In the podcast, former swimmers speak in harrowing detail about all they endured. Tric Kearney tells Horgan the abuse happened “two times a day at least. And it could be anything and everything. It was pretty severe.”
There is some hope and happiness from the box Horgan has opened because all the victims have built new lives. Kearney is now a wife, a mother and an author.
O’Toole looks sceptical when I ask if Gibney will be shaken by the podcast? “Knowing him as I knew him I’d say he probably takes some secret satisfaction from the attention. I have no doubt he has absolutely no regret and no remorse and he has spent his life trying to put forward this persona of being a God-fearing contributor to society when the exact opposite is true. To everyone looking in from the outside this man couldn’t be doing more. Not only did he adopt a child, but he adopted a black child, and a black child in Ireland in the mid-1980s was unusual. He groomed everything to mask what was going on in the background.”
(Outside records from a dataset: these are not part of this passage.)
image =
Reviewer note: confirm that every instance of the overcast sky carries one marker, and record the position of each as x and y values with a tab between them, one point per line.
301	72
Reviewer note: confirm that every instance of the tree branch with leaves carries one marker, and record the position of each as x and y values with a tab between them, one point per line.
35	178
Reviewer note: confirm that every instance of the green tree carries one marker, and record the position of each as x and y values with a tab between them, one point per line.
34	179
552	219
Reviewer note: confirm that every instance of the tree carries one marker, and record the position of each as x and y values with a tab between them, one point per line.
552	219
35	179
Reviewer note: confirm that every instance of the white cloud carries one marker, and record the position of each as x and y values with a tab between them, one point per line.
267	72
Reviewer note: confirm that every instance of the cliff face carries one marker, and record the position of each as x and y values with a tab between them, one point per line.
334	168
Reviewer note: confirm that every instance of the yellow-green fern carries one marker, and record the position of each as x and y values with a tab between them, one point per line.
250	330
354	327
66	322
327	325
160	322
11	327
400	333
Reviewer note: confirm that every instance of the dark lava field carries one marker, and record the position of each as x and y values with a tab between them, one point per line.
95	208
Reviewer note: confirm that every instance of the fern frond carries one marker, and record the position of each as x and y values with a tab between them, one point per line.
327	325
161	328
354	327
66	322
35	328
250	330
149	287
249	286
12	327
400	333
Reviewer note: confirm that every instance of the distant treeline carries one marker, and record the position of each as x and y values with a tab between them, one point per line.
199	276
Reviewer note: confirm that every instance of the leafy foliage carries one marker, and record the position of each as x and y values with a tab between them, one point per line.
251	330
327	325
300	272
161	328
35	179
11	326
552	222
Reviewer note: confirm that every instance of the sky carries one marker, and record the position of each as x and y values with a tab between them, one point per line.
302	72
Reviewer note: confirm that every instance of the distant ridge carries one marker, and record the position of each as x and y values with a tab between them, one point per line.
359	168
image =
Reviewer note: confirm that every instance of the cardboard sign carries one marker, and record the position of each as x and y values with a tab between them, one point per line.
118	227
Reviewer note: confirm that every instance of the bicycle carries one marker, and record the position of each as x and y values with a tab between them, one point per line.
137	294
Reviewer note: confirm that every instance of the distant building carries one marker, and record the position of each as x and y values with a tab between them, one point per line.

He is also pragmatic when asked if Gibney could be extradited and made to stand trial in Ireland. “You have to be realistic. I feel there is no way this man would get a fair trial anyway. I don’t think anybody in the country doesn’t associate George Gibney with being a paedophile. So that’s out the window. Whether he can come back and face charges that occurred after the original case was thrown out is uncertain. In many ways the podcast has cut off that source of retribution. So why give oxygen to this flaming fire with the podcast?”
He answers his own question authoritatively. “This goes deeper than Gibney. It’s very important the message is heard that there are people like this interwoven in every sphere of society. It doesn’t matter how you perceive them from the outside. You should never be so trusting you allow these circumstances to occur again. Sometimes people say: ‘Oh my goodness, that’s exactly what happened last time.’ If we don’t learn from history we are destined to repeat it.
“Paedophiles are opportunistic. They will find a way to abuse and the lesson is if something strange occurs, or if your child’s behaviour changes, lines of communication are so important. To have this discussed publicly means it may be easier for someone to bring it up in the future.”
O’Toole has chosen to listen to each episode as it is released so even he does not know what Horgan might uncover next. But he stresses that, beyond any future twists and turns, the truth remains.
“That’s what’s so important,” he says as darkness settles outside his home. “Throughout all this, every person talking out against Gibney has told the truth. Their stories are entirely consistent. Some people never believed them because they thought it was so fantastical it couldn’t possibly be true. But if you speak to any of Gibney’s victims it’ll be the same story. It will be uniform. This group came forward in 1992 and told the truth. Whatever happens to Gibney they are still telling the truth today.”